A disorderly or incomplete transition to net zero carbon emissions poses a major risk to the global financial system, European Central Bank (ECB) chief economist Philip Lane has said.
“Globally and country by country, if we have clear and steady transition plans between now and 2030...then the implications at a macro level are relatively low,” he told the Dublin Climate Dialogues conference.
“A lot can happen, the world can adapt, markets can reallocate, sectors can adjust...it’s a big programme of work but we can get through that work,” he said.
However, if the transition is delayed or incomplete “it means that we’re storing up a bigger adjustment for later on...then it becomes more of a macro risk factor,” Prof Lane said.
Gap
He hinted there was a gap between government pledges on climate and action.
“We would very much favour the conversion of a lot of the announcements we’ve seen in recent years into actual rollout policies,” he said.
While the Irish Government has pledged to reduce emissions by 7 per cent a year it has yet to announce the carbon budgets for each of the economic sectors.

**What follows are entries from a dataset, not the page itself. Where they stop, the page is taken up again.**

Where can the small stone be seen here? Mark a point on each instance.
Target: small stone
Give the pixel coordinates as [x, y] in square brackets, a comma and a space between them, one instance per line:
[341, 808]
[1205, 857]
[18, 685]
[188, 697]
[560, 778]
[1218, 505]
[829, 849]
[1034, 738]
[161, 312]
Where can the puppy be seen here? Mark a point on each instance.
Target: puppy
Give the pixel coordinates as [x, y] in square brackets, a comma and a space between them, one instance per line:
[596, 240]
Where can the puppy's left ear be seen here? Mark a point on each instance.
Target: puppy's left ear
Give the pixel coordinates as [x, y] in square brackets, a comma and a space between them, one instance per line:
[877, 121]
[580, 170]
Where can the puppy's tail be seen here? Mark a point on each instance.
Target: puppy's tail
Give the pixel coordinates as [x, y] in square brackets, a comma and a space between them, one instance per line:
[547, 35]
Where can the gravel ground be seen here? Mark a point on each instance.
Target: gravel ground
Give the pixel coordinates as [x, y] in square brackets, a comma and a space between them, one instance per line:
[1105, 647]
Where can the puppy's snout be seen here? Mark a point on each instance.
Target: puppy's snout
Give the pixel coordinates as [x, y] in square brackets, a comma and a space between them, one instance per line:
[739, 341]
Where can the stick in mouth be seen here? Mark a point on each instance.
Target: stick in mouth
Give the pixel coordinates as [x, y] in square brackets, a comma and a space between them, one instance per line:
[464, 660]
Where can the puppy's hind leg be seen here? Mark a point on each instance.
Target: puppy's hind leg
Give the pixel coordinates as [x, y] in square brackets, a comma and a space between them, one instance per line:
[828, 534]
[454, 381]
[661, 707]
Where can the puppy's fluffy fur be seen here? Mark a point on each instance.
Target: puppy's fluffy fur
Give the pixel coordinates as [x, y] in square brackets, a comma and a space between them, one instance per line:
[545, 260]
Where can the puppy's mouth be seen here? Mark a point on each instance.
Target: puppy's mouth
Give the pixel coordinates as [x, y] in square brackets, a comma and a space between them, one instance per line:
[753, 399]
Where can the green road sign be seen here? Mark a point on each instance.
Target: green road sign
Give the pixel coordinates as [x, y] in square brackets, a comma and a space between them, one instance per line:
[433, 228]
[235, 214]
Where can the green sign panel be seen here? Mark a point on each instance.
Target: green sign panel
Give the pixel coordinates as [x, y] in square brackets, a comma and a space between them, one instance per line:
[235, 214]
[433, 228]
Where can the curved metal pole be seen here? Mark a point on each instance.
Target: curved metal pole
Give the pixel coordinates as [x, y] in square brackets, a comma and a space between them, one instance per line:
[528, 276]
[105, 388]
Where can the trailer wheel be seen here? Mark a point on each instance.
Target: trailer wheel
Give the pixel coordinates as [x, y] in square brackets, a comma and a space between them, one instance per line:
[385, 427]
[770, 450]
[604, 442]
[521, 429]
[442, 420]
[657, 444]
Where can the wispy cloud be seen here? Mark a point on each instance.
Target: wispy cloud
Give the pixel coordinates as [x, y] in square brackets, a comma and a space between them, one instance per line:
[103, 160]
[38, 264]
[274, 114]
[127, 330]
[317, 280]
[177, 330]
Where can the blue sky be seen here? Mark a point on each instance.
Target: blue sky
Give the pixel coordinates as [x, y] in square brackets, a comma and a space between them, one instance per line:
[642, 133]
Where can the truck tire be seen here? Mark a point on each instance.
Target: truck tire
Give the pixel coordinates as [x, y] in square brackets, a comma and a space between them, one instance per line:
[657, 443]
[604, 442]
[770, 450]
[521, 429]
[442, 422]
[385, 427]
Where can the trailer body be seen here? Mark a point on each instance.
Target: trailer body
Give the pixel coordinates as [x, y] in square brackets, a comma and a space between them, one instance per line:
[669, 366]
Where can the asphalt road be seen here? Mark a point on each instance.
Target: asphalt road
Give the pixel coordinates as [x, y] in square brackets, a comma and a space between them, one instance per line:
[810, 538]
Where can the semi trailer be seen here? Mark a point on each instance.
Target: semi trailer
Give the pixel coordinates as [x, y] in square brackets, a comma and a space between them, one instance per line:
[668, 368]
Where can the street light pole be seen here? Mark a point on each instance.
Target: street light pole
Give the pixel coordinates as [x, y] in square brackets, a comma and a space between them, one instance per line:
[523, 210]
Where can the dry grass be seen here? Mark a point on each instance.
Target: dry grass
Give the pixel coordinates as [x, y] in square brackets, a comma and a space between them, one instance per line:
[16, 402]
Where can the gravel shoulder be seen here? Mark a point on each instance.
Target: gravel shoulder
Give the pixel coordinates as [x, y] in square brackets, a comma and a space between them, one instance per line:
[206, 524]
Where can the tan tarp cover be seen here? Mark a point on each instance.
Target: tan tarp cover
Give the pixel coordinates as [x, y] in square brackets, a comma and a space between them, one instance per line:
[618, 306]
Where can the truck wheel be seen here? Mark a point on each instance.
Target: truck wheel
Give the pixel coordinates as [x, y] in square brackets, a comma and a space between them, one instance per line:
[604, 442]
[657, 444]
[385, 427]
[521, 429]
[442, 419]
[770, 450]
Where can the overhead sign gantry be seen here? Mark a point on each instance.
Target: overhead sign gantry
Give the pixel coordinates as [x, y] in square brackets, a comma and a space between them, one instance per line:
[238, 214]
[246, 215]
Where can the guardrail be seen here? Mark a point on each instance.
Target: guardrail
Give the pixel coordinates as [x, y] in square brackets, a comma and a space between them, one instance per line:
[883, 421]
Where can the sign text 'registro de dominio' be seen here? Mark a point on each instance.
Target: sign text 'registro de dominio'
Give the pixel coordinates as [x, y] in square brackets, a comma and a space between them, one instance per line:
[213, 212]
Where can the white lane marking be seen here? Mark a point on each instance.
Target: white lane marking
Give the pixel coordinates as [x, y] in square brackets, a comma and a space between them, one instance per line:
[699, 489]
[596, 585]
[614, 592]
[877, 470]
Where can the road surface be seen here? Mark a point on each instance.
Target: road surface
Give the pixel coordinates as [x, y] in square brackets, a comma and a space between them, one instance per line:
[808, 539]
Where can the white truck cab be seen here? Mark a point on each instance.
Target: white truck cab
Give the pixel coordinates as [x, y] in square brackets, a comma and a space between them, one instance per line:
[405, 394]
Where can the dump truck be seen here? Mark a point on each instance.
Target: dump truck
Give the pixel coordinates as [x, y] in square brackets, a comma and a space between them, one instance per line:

“We need to move identifying the need to have a transition to actually implementing,” he said.
Prof Lane said the financial sector has a lot of work to do in terms of rellocating capital to the sectors that need to expand.
“Having comprehensive year-by-year transition policies would be highly desirable,” he said.
Prof Lane said increasingly central banks were embedding climate risk issues into their financial stability assessments and supervision.
Earlier the conference heard from Prof Jim McDonald, principal of the University of Strathclyde, who talked about electrifying transport and other systems.
He said the demand for eletricity would be two to tree times what it is now if the transition if successfully achieved.
And this would require a major expansion of the electricity grids, one which takes in a range of renewable energies, including off-shore wind generation, now one of the big growth areas, he said.